YoungCurrent is an online platform that integrates a learning experience with news articles for children. The website currently curates child-friendly news from around 15 different publishers and categorizes them under five categories: social studies; science; technology; sports and health; and arts and entertainment.

“Once the child logs into its account, we test the level of the child’s readability and grade him or her accordingly. After the initial grading, we push content suited to their grade. This is called adaptive learning in education,” adds Mydhili.

YoungCurrent also enables children to tap on difficult words and learn their meanings contextually. They can practice and test themselves on the vocabulary they learn via the news articles and receive weekly reports of their progress and performance.

The website publishes about 15 to 20 articles everyday, while the grade of the article is determined by an algorithm that considers various criteria like number of words or sentences in the item, complexity of the words and topic complexity.

So far so good

YoungCurrent, which was initially incubated as part of the Startup Chile program early this year, has also been to join Google Launchpad for Startups and NASSCOM’s 10,000 Startups Warehouse later this year.

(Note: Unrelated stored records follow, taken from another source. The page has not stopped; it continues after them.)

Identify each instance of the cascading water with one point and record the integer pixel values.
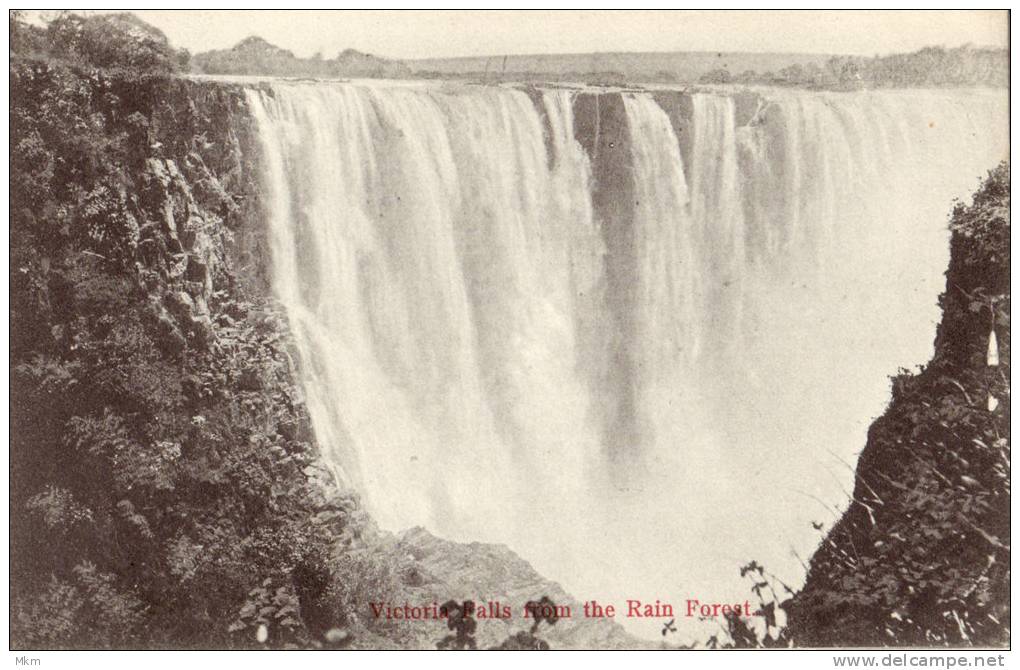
(449, 280)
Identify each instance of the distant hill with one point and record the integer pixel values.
(649, 66)
(254, 56)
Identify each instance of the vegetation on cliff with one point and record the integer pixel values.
(921, 558)
(927, 67)
(164, 487)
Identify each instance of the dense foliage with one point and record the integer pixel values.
(922, 556)
(164, 488)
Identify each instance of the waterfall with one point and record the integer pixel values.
(443, 264)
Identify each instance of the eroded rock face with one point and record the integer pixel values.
(432, 571)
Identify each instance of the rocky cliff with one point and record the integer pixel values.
(921, 557)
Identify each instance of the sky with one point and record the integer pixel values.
(417, 34)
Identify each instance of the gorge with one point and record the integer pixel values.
(286, 350)
(631, 333)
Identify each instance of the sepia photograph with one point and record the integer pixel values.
(510, 329)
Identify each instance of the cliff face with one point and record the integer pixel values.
(921, 557)
(162, 466)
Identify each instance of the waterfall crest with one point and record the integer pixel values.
(450, 281)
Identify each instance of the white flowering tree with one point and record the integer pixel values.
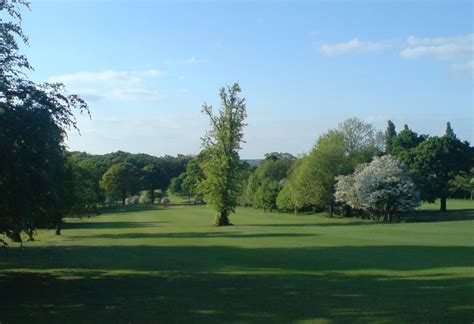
(382, 187)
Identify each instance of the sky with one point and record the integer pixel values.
(147, 67)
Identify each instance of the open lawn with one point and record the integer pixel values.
(143, 265)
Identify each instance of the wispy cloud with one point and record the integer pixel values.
(107, 76)
(353, 46)
(444, 48)
(120, 94)
(112, 85)
(193, 60)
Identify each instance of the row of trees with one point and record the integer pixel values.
(357, 161)
(33, 122)
(116, 176)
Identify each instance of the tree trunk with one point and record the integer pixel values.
(222, 220)
(152, 196)
(330, 210)
(442, 206)
(58, 228)
(16, 237)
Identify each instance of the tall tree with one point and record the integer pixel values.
(120, 181)
(33, 121)
(264, 184)
(362, 140)
(390, 134)
(449, 130)
(221, 186)
(436, 162)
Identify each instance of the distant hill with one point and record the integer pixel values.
(253, 162)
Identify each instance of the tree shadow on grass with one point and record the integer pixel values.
(348, 223)
(215, 258)
(183, 284)
(437, 216)
(190, 235)
(115, 209)
(109, 225)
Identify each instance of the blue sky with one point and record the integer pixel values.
(146, 68)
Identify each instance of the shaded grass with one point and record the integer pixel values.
(172, 265)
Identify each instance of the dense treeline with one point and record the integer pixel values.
(352, 169)
(117, 176)
(33, 122)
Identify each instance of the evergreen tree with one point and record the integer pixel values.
(390, 134)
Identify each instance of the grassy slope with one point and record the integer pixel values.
(170, 265)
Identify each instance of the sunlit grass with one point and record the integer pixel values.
(154, 264)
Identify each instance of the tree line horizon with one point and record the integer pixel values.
(352, 170)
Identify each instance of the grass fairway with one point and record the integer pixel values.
(171, 265)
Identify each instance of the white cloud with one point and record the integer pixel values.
(120, 94)
(107, 77)
(444, 48)
(112, 85)
(193, 60)
(352, 46)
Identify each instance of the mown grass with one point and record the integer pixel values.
(147, 264)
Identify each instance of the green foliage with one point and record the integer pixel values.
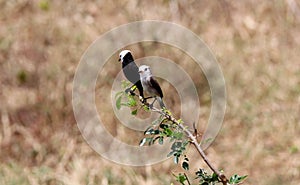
(163, 128)
(205, 178)
(180, 178)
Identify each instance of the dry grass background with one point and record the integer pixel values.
(257, 44)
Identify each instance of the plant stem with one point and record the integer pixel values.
(194, 141)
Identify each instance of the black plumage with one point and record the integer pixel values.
(130, 70)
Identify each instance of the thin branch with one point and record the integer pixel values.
(187, 179)
(194, 141)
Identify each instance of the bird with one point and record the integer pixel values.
(131, 72)
(150, 85)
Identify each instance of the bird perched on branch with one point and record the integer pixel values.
(131, 72)
(150, 85)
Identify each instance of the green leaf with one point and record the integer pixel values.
(185, 165)
(180, 178)
(131, 101)
(176, 159)
(134, 112)
(118, 102)
(161, 140)
(143, 141)
(119, 94)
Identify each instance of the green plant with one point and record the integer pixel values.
(167, 127)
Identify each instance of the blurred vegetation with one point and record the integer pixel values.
(41, 42)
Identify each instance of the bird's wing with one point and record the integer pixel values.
(131, 72)
(154, 84)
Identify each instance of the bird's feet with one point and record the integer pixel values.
(128, 90)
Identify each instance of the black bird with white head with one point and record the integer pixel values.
(131, 71)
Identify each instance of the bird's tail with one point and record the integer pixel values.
(161, 102)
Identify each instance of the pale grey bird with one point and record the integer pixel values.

The startup now has more than 70 users across India, USA and Chile, and plans to start scaling soon.

What’s the market like?

According to Mydhili, the target market of YoungCurrent are children aged between eight and 16 years, speaking English as a first, second or third language, with access to a smartphone or tablet, and would like to build their vocabulary and/or keep abreast of current affairs.

The rough estimate of this population that fits the criteria is approximately 375million, while the market size for this sort of education product is around 150 million, she says.

 Future plans

“We will soon integrate more fun features in the learning experience side of it, and probably add context blurbs etc. to make the news reading experience more efficient for children,” she added.